How long does it take to switch? If your current software took weeks to set up, switching feels expensive. Platforms that configure in the same hour change that math significantly.

The Playlist-EGYM merger is a big industry moment — but it doesn't require an immediate response. Take the time to audit what you're actually spending and compare it against what you actually need.

Sources

[1] TechCrunch — "The Company Behind ClassPass and Mindbody Just Got a Lot Bigger With a $7.5B Merger" (March 2026) [2] Athletech News — "ClassPass, Mindbody, Playlist EGYM Merger $7.5 Billion Deal" [3] FitVizPro — "Mindbody Pricing 2026: Full Cost Breakdown"

Frequently Asked Questions

Did Mindbody get acquired in 2026?
Not acquired exactly — Mindbody's parent company Playlist merged with EGYM in March 2026, creating a combined entity valued at $7.5 billion.
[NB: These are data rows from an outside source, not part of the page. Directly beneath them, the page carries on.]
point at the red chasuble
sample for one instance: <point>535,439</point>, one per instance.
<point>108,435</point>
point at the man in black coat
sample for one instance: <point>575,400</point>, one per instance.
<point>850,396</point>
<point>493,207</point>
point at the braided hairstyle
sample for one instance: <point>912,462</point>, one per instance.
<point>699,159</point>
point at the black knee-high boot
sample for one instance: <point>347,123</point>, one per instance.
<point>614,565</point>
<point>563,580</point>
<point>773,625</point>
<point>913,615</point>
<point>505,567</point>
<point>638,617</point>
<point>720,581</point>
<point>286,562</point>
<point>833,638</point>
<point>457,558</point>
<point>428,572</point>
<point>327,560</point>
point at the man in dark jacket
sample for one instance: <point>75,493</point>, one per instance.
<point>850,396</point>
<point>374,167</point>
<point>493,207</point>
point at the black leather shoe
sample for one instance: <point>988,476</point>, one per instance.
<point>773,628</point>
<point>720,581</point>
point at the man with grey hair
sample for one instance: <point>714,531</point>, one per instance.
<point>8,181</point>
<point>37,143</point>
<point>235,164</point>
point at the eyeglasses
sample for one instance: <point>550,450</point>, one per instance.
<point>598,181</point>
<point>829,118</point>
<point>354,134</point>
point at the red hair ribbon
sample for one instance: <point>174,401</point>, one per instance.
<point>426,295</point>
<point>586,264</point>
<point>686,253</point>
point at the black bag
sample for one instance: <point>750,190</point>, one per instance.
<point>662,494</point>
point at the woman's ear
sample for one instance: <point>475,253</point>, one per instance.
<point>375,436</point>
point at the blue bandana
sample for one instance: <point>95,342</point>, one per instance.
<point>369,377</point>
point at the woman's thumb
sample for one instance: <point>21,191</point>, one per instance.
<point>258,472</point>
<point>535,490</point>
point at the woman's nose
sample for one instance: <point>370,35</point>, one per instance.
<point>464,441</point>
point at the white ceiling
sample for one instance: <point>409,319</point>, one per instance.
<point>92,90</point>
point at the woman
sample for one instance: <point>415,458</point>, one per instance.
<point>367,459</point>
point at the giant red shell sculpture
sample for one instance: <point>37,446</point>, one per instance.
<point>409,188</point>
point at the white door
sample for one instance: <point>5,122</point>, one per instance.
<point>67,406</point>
The deal included $785 million in new investment from Affinity Partners, Vista Equity, Temasek, and L Catterton. Mindbody continues to operate as a platform, but is now part of a larger corporate structure alongside ClassPass, Booker, and EGYM's hardware and employer fitness business.
What is Mindbody's pricing in 2026?
As of 2026, Mindbody charges $99/mo for Starter, $259–$279/mo for Accelerate, and $499–$699/mo for Ultimate (with higher-tier custom quotes). Payment processing is 2.99% + $0.30 card-present and 3.60% + $0.30 online. The platform also charges a 20% commission (capped at $30) on bookings made through its consumer app or ClassPass.
What are the best alternatives to Mindbody in 2026?
Orhuk offers a full facility operations platform — bookings, memberships, payments, waivers, staff, and inventory — with a free plan and Pro/Business plans starting at $19.99/mo, no per-booking consumer app commissions, and same-hour setup. Other commonly compared platforms include WellnessLiving, Vagaro, and PushPress, each with different strengths depending on facility type and booking complexity.
What does the Mindbody EGYM merger mean for gym owners?
In the near term, Mindbody operators are unlikely to see immediate changes to their dashboard or pricing. The longer-term implication is that the platform is now part of an enterprise-oriented company — EGYM focuses on corporate wellness and large health club chains — which may influence the product roadmap toward larger clients over time. Operators should review their actual all-in costs and understand their migration options as a precaution.